The idea came to me while watching TV.  I've long been a fan of the Antiques Roadshow, and evidently there are enough people like me that the BBC thought it worth creating a spin-off called Twentieth Century Roadshow, displaying recent artefacts that might become the antiques and collectibles of the future.  This often shone a rather disturbing light into the world of the obsessive collector.  I was fascinated by one guy who collected packaging — specifically, food packaging such as cereal packets, biscuit wrappers, and so on.  He exhibited some of his collection, showing how the design of these packages changed to incorporate film promotions and the various fads of the day.  He said that packaging was the defining item of the twentieth century.  I could see his point.  Our disposable culture is vividly illustrated by all the vast amounts of beautifully-designed packaging that's produced simply to be thrown away.

I felt that the concept of packaging — and its obsessive collectors — could be the seed of a story, since it offered a wealth of thematic material.  There's an obvious theme of surface vs. content, in that a package both promotes the product and hides its true nature.  To collect packaging is to value containers over contents: a metaphor for a hollow world of superficial glitter.

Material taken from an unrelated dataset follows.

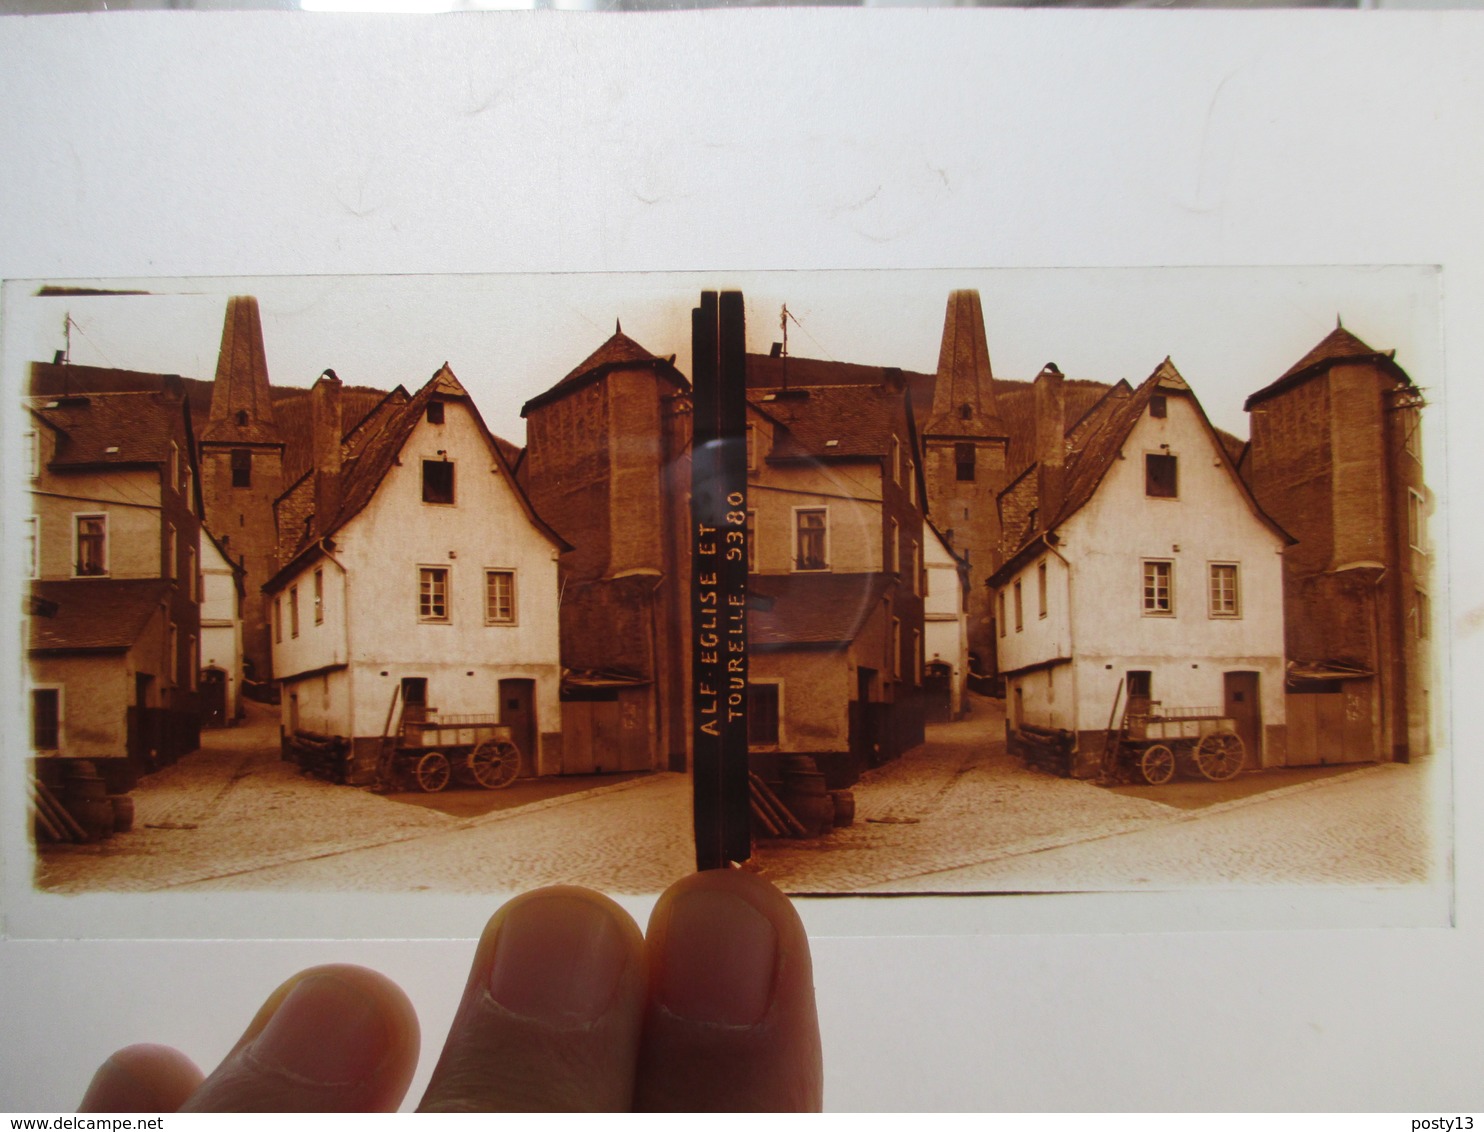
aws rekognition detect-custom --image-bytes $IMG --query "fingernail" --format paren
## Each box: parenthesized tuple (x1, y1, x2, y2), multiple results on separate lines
(249, 973, 393, 1085)
(486, 892, 629, 1027)
(658, 887, 778, 1026)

One of my recurring motifs is the idea of a future society of endless leisure, where people — being effectively immortal — have the time to indulge themselves in rococo hobbies and amass enormous collections with bizarre themes.  I felt that a collection of packaging would neatly fit into this setting.  Here, food packaging is considered a historical curiosity from a time when packaging had to sell the product, because people selected and bought items at a supermarket rather than replicating them at home.  But even in a world where supermarkets no longer exist, appearances are still important — everything has packaging to make it seem more attractive.  People package themselves with self-promoting façades.  And just like those old cereal packets, everyone's packaging is constantly changing to fit the latest fashion.

In story terms, a bizarre hobby becomes more dramatic when indulged by numerous eccentric hobbyists furiously competing for prestige.  The concept of packaging is flexible enough for various interpretations by different collectors — for instance, eggshells are packages for embryos.  When almost anything can be seen as packaging, rather more sinister collectibles also exist... and whatever's inside them must be discarded.  Naturally, there is one hobbyist who'll stop at nothing to collect the ultimate empty package.

I selected suitable characters from "Demonstration Day" to encounter the packaging collectors, whose rivalry paralleled the inventors' own ongoing competition for prestige.  Since I felt that the titles of the previous two stories had been a little bland, this time I went to the other extreme with my longest title to date: "The Franklin J. Berneville Memorial Trophy for Saving The World From Extreme Peril".  I submitted the story to Oceans of the Mind, who had published the earlier episodes, and this one appeared in the "Tribute to the Golden Age of Pulps" theme issue in Spring 2006.